Certainly Leo seems to lack the intensity of Fyodor and therein lies the rub, I believe. In my 20s I was a silly, mad fool. I climbed mountains, hitchhiked Australia, got blackout drunk in Moscow, Paris, Tokyo. In my 30s I read books and peaked over my shoulder at mortality (it's a shame morality didn't accompany it).
Dostoevsky speaks to the younger, scrambling, spontaneous side of my mind while Tolstoy speaks to the older, wiser, slightly more heedful side. Both are important. Both are irreplaceable. I can't choose. I'm almost certain my friend will count this as a victory for himself.
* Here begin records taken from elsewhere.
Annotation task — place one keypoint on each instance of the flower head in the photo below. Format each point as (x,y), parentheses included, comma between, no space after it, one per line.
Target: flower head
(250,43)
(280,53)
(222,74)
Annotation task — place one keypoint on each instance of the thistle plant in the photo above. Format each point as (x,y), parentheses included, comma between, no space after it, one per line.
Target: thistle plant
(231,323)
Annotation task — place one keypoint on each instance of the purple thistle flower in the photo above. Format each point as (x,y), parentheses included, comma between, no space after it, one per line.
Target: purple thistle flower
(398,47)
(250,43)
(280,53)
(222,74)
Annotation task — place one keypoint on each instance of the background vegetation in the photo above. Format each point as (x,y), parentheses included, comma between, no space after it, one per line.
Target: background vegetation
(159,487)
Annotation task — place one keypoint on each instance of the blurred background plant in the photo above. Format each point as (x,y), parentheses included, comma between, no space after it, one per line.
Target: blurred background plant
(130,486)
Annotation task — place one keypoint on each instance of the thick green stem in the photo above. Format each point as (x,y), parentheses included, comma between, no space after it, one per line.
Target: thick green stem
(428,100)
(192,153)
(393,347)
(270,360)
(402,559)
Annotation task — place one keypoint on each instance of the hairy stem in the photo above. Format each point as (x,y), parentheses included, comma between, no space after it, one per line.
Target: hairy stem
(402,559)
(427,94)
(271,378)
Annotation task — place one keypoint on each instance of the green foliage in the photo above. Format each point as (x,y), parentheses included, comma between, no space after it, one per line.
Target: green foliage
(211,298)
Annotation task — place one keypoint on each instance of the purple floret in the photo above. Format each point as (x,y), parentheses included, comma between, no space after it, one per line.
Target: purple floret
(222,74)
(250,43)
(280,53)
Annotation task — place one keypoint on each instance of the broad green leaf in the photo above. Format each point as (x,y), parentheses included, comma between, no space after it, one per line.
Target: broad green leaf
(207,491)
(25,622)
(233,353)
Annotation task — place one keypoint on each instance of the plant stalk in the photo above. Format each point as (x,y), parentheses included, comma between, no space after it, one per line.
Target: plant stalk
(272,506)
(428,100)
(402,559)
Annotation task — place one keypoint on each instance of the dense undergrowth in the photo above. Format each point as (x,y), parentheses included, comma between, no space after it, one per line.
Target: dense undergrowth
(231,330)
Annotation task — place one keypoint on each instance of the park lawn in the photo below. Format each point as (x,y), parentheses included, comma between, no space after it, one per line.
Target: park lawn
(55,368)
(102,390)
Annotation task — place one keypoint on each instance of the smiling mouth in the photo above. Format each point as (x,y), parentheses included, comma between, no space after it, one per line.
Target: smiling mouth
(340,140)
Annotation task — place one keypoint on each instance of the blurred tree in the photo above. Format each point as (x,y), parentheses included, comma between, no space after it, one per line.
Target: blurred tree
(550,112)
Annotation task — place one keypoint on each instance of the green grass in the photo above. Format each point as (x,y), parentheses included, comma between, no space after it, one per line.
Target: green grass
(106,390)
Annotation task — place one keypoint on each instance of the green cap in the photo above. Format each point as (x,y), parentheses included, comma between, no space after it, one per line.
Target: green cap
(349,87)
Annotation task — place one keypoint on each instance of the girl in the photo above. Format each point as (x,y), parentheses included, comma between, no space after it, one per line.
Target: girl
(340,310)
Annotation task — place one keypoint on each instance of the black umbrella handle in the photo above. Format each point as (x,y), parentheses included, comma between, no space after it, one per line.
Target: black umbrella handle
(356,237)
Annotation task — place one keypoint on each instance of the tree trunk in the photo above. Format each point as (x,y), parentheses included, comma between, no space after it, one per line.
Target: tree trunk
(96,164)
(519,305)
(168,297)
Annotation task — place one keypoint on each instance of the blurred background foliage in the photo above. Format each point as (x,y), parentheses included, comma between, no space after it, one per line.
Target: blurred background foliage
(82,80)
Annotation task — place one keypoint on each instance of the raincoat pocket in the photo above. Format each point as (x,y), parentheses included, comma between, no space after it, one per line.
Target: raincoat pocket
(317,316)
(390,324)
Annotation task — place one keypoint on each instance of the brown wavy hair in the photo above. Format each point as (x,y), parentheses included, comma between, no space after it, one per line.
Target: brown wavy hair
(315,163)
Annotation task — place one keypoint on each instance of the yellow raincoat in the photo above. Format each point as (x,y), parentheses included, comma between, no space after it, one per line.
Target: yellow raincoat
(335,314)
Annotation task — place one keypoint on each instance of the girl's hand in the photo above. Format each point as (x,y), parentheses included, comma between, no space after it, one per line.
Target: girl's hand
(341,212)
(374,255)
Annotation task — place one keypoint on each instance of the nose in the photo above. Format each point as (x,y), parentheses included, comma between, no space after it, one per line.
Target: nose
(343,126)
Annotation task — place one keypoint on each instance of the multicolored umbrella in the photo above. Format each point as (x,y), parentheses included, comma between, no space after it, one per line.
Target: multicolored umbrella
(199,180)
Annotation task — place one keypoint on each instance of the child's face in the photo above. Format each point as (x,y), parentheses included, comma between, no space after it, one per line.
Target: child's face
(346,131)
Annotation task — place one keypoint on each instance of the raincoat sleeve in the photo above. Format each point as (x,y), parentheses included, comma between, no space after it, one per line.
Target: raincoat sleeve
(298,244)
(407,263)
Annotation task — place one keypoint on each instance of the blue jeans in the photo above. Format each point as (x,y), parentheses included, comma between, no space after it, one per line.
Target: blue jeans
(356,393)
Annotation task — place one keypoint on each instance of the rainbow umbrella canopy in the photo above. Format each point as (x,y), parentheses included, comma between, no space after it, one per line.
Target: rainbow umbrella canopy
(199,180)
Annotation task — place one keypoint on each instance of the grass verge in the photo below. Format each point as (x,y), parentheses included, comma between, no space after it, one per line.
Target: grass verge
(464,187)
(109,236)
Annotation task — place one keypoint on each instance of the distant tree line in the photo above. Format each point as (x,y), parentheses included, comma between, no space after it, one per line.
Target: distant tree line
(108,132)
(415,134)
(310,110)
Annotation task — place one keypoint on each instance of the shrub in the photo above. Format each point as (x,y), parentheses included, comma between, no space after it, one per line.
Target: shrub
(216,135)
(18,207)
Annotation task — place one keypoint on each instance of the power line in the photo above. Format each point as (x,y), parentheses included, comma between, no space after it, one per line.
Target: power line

But since we've both had the pleasure of reading these two guys, I don't think either one of us could be a loser.
3 comments:
I love this post! I was talking to my brother recently about the difference between Tolstoy and Dostoevsky. I ended up with something like: Dostoevsky's cynicism makes me laugh; Tolstoy's romanticism makes me cry. It isn't an entirely accurate statement, but how to describe the difference? I need to read more Dostoevsky, actually, but I'd rather reread W&P.
Melody, thanks a lot for reading and commenting. I, too, need to read more of both. I feel like I could read War and Peace over and over again. I pick it up a lot and read passages from it. I have been reading Homer and Virgil lately. Completely different beasts.
Thanks again for reading.
If you're a pompous ass, Tolstoy's your man.